Inicio sin hacer una apología de la libertad de expresión; me interesa definir primero el contexto: la última semana fue convulsa en materia de comunicación política [que no de relaciones públicas ni de mercadotecnia en el rubro] respecto a la imagen del presidente. Las críticas que se llevó el ejecutivo federal por no aplicar un silencio estratégico se dieron por dos vías: primero, por hacer pública la información de una reportera del New York Times y, luego, por declarar que no existe ley por encima de la autoridad “moral” del presidente. El argumento de defensa del ejecutivo, que generó tanta controversia, se da bajo el contexto de defensa de él mismo al ser llamado “narcopresidente” en redes sociales de todo el orbe debido a la supuesta investigación de la DEA en su contra. Quienes saben del tema, comentan que más bien es la CIA la que está detrás de la operación.

En su momento, Theodore Roosevelt comentó que: “anunciar que no debe haber críticas al Presidente o que debemos apoyar al Presidente, esté bien o mal, no sólo es antipatriótico y servil, sino que es moralmente traicionero para el público (…)”. Se trata de un tema de reflexión profunda y que debe atenderse, pues no debería haber limitantes en cuanto a las críticas hacia las funciones del ejecutivo, que de manera tácita algunos advierten intocable, pero, de ser así, callar es inclusive antidemocrático. Por lo pronto no es de mi interés atacar a la figura del ejecutivo pues, por desgracia, su exceso discursivo y su exacerbada exposición frente a las cámaras han mermado su imagen y sus declaraciones fungen como material en contra de la investidura.
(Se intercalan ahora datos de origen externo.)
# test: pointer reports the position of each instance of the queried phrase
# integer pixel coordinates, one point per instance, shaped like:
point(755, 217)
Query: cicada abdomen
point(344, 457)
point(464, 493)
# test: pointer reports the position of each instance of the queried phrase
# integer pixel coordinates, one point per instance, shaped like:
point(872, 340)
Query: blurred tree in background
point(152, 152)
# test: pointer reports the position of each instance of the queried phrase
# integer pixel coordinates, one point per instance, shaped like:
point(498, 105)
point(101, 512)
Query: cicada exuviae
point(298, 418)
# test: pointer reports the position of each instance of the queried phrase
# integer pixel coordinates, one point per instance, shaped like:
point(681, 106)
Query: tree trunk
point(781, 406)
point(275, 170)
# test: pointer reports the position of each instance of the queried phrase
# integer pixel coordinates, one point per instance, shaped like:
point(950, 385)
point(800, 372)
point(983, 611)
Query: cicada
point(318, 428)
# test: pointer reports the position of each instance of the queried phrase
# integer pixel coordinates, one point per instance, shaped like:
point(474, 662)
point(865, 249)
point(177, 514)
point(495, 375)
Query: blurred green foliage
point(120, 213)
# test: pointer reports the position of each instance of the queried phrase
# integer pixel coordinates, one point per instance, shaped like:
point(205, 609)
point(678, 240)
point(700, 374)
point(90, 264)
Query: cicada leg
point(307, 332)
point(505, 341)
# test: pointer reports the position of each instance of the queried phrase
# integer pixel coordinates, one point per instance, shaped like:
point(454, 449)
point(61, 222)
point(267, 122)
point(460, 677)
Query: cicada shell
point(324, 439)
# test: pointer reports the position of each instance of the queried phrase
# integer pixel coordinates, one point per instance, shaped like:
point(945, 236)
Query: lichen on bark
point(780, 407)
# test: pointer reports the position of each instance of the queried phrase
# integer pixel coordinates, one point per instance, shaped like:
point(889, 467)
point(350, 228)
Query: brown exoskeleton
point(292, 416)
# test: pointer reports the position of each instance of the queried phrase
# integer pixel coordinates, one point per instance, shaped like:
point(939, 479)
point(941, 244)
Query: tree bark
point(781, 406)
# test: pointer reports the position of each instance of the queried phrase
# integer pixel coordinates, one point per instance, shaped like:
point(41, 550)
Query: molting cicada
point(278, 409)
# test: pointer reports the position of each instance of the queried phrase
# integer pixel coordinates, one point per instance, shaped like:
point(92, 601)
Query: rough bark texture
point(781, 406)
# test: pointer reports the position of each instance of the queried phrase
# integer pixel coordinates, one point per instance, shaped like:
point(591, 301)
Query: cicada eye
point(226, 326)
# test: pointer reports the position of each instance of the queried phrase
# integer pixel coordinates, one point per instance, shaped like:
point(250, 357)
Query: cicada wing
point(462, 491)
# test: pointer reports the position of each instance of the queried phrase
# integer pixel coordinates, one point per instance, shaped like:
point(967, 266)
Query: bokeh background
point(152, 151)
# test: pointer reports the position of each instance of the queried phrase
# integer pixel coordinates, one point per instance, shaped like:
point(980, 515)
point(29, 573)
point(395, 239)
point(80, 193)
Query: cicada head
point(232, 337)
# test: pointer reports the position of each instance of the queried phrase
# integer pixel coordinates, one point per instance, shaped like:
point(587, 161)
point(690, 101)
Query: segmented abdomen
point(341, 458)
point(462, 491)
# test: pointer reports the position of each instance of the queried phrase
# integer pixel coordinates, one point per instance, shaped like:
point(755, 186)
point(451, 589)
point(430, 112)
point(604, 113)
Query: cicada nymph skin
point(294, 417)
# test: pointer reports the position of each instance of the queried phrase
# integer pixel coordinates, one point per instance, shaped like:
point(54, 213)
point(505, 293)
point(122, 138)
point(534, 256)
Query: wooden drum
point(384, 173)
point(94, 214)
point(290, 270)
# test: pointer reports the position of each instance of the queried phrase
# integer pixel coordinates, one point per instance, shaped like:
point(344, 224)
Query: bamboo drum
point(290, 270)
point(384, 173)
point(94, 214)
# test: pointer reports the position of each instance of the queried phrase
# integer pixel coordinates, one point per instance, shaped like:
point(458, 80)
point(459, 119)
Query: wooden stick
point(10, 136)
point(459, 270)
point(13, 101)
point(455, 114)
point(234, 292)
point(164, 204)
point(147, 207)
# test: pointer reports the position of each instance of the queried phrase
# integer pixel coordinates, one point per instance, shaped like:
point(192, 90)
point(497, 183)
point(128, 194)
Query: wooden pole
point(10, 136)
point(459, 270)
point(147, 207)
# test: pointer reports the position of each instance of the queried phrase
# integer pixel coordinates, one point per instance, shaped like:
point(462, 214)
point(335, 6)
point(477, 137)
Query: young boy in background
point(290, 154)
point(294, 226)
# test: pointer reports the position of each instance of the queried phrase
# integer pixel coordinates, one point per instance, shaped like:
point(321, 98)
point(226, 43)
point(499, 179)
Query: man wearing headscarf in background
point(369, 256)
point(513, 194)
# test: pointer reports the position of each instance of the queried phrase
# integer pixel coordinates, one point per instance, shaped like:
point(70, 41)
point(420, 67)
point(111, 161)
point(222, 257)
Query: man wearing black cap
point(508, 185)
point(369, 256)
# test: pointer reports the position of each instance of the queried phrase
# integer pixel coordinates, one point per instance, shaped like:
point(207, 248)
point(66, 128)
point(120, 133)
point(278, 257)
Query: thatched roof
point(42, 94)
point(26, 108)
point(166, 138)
Cuando menciono que no parto desde una defensa de la libertad de expresión, me refiero a que los linderos entre la libertad absoluta del pensamiento y lo dicho han perdido en gran parte un cinturón de ética necesario, por lo menos en el periodismo. Por ejemplo, yo soy incapaz de autonombrarme periodista a pesar de haber trabajado 20 años como reportero y editor, tanto en periódicos como revistas impresas y ahora digitales. Entiendo que los periodistas de verdad son una especie en extinción que disfruta de buscar la nota en los lugares más recónditos del país y del alma. Reprocho y reniego de aquellos que, haciéndose llamar periodistas, hacen uso indebido de medios e influencias para traer escoltas con cargo al erario, como ocurre en Baja California con Víctor Lagunas [que es más una figura de extorsión de gobiernos que un periodista en forma]. Vaya usted a saber por qué el estado y los ayuntamientos actuales se vinculan con este tipo de personajes, que más parecen narcotraficantes que periodistas y que gozan de protección oficial.
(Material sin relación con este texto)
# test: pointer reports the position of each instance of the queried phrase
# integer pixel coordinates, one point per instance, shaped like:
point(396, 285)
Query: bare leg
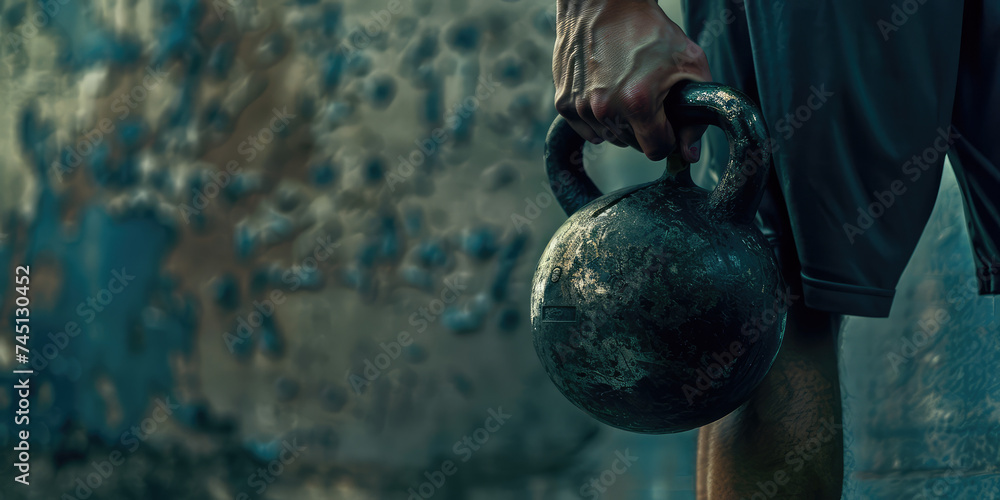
point(786, 441)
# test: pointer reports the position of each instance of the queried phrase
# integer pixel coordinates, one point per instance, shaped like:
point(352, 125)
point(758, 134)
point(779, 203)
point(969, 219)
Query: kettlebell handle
point(738, 193)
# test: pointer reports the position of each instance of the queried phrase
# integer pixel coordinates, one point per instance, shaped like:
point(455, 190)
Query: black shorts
point(863, 100)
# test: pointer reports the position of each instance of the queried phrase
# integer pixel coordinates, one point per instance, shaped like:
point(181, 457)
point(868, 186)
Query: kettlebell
point(657, 308)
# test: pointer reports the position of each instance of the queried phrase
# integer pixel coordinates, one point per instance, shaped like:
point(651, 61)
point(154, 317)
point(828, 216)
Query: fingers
point(597, 113)
point(580, 114)
point(654, 135)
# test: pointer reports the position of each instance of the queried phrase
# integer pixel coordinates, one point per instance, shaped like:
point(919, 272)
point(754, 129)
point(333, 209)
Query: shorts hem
point(843, 298)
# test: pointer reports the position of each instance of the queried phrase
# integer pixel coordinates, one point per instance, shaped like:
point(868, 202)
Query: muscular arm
point(614, 62)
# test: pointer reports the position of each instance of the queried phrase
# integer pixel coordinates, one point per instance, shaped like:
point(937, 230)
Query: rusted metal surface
point(657, 308)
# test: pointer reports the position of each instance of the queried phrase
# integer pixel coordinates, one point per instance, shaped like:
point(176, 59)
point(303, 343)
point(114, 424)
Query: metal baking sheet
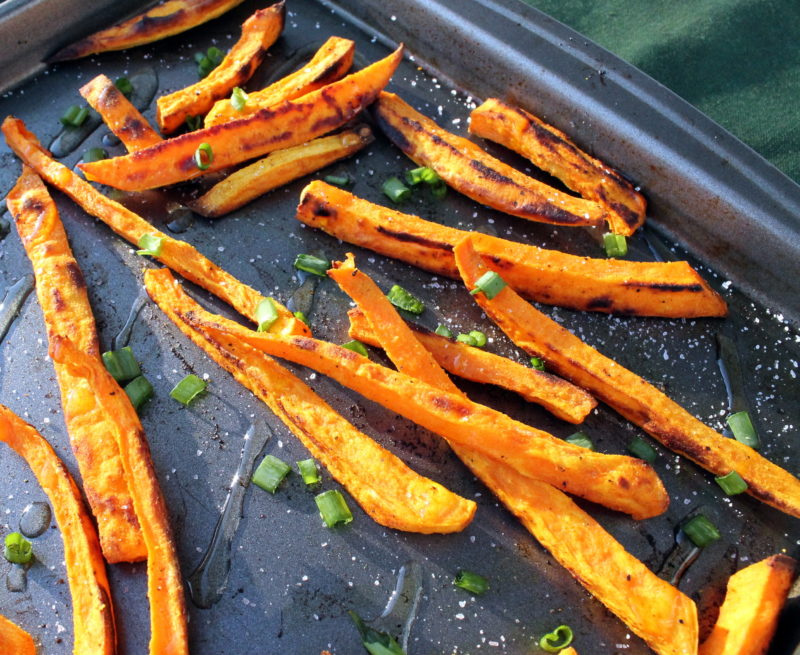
point(292, 581)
Las redes sociales, las plataformas electrónicas y el fácil acceso a las masas digitales han generado todo tipo de personajes que, al tener una página en Facebook o sitios web apenas funcionales, se erigen como periodistas [entre sí y auspiciados por el gobierno]; no obstante, esta especie es de esas que no solo dañan la credibilidad de un gremio menospreciado, sino que lo desplaza. El ejercicio de expresión matutina del presidente ha potenciado a figuras ajenas al periodismo que han conquistado espacios que diluyen la crítica ética hacia el ejecutivo. Así, cuando se escucha entre esa masa una voz que lo cuestiona, éste no solo la rechaza, sino que esa jauría de voces corderiles arremete contra cualquier periodista contrapuesto a su gremio mañanero.

La libertad de expresión engloba una ética que lleva consigo responsabilidades, así: el presidente debe ser cuestionado por su derecho a decir sus verdades, de la misma manera en que todo periodista en forma puede cuestionar al ejecutivo en sus contradicciones u ataques. Pienso que no todos debemos ejercer nuestra expresión bajo el argumento de que gozamos de una libertad para hacerlo. Pero, parafraseando a Theodore Roosevelt, si abres la boca, atente a las consecuencias. ¿Para qué tantas mañaneras?